The character Claire, at one point in The Shadow Box, reflects on the nature of her relationship with her husband, which she characterizes as a “dangerous love,” saying, “There is power in dangerous love. You can be so focused on the forbidden nature of it, justifying your choices to the world…that you miss the fact that you’re completely wrong for each other.”
Rice says that can often be the case when someone has made a choice in love that is unpopular with family or friends.
“People think he’s wrong for you.
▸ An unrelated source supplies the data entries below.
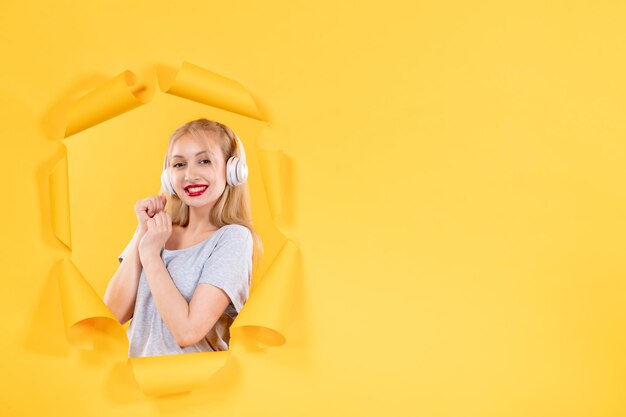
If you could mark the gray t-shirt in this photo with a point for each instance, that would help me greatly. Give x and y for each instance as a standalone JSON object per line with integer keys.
{"x": 223, "y": 260}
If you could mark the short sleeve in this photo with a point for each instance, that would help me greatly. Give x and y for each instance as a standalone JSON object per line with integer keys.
{"x": 229, "y": 266}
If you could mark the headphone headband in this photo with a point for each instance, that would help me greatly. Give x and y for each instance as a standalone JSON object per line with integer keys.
{"x": 236, "y": 167}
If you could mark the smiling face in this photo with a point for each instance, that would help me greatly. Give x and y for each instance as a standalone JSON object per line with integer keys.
{"x": 198, "y": 160}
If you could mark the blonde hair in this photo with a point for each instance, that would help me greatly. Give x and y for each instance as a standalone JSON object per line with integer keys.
{"x": 233, "y": 206}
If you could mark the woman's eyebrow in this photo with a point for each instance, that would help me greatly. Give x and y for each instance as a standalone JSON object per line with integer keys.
{"x": 199, "y": 153}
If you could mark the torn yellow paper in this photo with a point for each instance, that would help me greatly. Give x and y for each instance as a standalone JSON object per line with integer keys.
{"x": 99, "y": 138}
{"x": 59, "y": 202}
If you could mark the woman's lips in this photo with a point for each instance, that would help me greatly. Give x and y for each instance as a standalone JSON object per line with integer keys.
{"x": 190, "y": 194}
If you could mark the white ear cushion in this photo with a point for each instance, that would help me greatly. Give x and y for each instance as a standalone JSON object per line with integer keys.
{"x": 231, "y": 171}
{"x": 236, "y": 171}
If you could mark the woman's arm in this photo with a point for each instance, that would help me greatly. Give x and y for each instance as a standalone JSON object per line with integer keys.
{"x": 188, "y": 322}
{"x": 121, "y": 292}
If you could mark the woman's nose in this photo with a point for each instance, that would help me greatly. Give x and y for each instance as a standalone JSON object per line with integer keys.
{"x": 189, "y": 172}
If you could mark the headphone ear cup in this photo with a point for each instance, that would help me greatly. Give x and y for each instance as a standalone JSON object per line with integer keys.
{"x": 231, "y": 174}
{"x": 236, "y": 171}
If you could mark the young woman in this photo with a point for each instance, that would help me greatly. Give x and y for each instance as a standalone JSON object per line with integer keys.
{"x": 186, "y": 273}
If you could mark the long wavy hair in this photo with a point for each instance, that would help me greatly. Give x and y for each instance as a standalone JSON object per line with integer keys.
{"x": 233, "y": 206}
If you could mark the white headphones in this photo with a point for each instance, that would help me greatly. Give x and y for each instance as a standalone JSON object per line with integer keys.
{"x": 236, "y": 168}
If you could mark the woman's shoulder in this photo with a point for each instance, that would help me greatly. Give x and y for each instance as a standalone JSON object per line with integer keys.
{"x": 236, "y": 231}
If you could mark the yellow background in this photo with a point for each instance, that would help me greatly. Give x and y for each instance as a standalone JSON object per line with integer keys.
{"x": 457, "y": 199}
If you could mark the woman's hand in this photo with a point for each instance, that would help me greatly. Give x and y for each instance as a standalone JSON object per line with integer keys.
{"x": 159, "y": 231}
{"x": 146, "y": 208}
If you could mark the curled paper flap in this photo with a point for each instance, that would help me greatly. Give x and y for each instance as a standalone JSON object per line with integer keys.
{"x": 275, "y": 171}
{"x": 60, "y": 202}
{"x": 262, "y": 321}
{"x": 204, "y": 86}
{"x": 117, "y": 96}
{"x": 169, "y": 374}
{"x": 83, "y": 311}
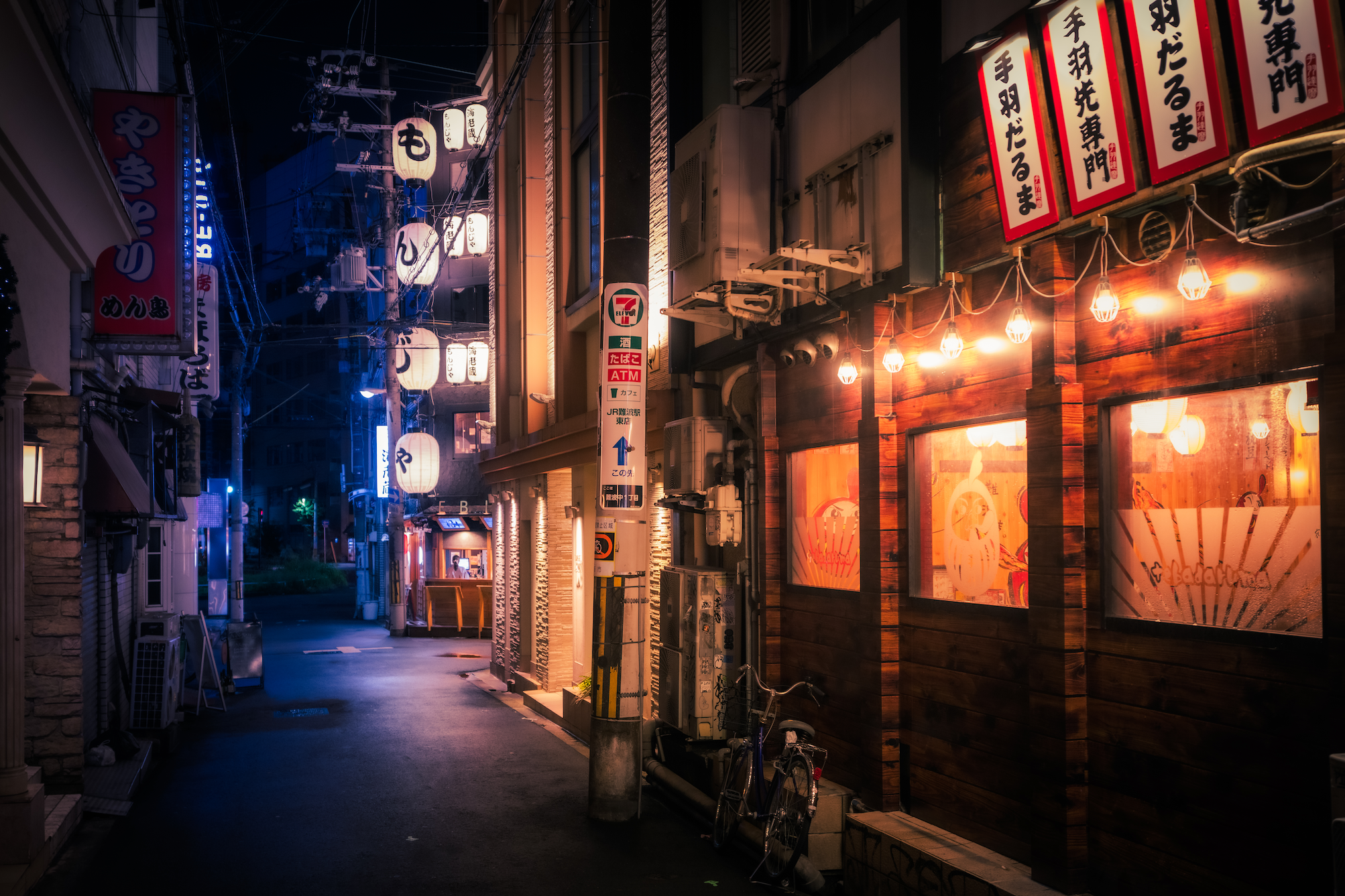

But you’ve gone all in...and the longer you go, the more dug in you get. You’ve invested so much time and you want to make it work,” she says. “I have a theory that women who end up with abusers are actually very strong...They want to help him and heal him.”
Claire also tells herself she’s not “the abused women type.”
Rice says she can relate to that as well.
“Well, nobody likes to be called a victim, or to call themselves a victim,” she says. “Especially if you think of yourself as a strong woman.”
Rice says her advice to someone who feels that they are trapped is to “first of all, honor what you’re feeling and know if you’re feeling it, it’s likely real. Don’t doubt yourself because he’s telling you it’s wrong.”
And she urges people experiencing abuse to seek out help, and to try to remember “the things that you love and that make you who you are. Nurture that side of you, and do what you love. Do something that helped form your identity, something in the arts maybe, or outdoors. For me, being in nature really helped. I think that was the most healing thing of all. Swimming in good water. Walking on the beach. Focusing on birds.
“And if you can be brave enough to talk about it, then talk about it. That’s the most important thing, to let it out and start telling people,” she says. “Find someone you trust, a professional person for sure, or maybe someone in your own circle, your sister, your friends.”